Rays-White Sox This is a toughie, since the White Sox are my other hometown team. Does anybody remember that period in the late eighties, early nineties when the White Sox kept threatening to move to St. Petersburg? They could have played in the same gray-turfed black dome of despair. The White Sox could have been the Devil Rays. I don't know if that would have meant Wade Boggs' 3,000th hit, the steroid-injecting last-chancers' row of bloated power hitters, and a succession of revolting neon-themed uniforms all would have befallen the Chicago AL franchise but it certainly is a nicely bizarre subplot to this series. You guys know I love Ozzie Guillen, who serves the same role as the president of the galaxy in the Hitchhiker's Guide to the Galaxy books -- he's a lightning rod to draw criticism and media coverage away from the players who do the actual work, and he does it brilliantly. But Ozzie and his Sox got theirs in '05; now is the time for the Rays. Imagine the formerly bedeviled (ahem) expansion team finishing off the World Series -- on Halloween! Wouldn't that be awesome? Alanis Morrisette would have to write a new verse to "Ironic."

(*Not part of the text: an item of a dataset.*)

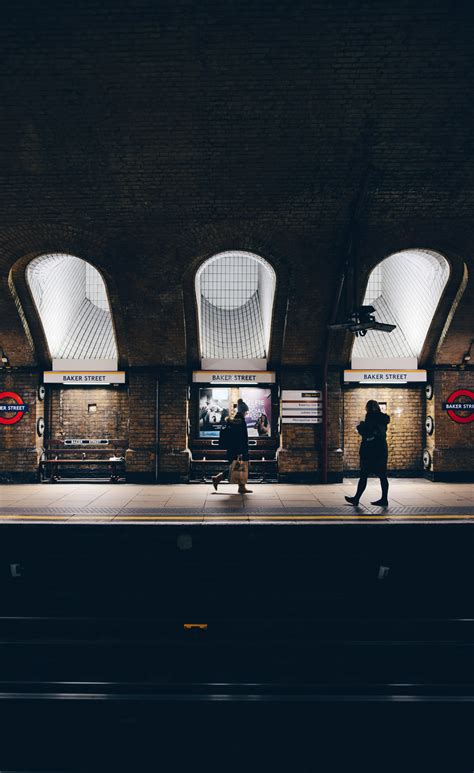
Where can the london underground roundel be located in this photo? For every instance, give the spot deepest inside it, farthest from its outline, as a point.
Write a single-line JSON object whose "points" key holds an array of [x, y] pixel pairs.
{"points": [[461, 400], [18, 408]]}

Brewers-Phillies This one is easy. Philadelphia means nasty racist battery-chucking fans, another one of those annoying new stadiums with pinball-close outfield fences, and a long history of stat-padding empty uniforms who are useless when it matters, from Bobby Abreu to Chase Utley. Milwaukee means Bob Uecker, delicious ballpark food, the best tailgating in the league, and "Roll Out the Barrel." Let's go Crüe!

Angels-Red Sox Kind of indifferent here, as both of these teams are big-market goliaths with buckets of money to spend (and waste) and a tendency to view small-market competitors as mere talent mills. The Red Sox did just humiliate the Rockies in last year's World Series, which is a strong incentive to root against them. However, most of my extended family lives in Boston and they are passionate Sox fans to the last. I don't know any Angels fans. Reggie Jackson was with the Angels when he was brainwashed to kill the queen of England, right? Nah, I'm still pulling for Boston. But I hope the Rays meet them and beat them in the second round.

C'mon, Milwaukee-St. Petersburg World Series. Realize the dream!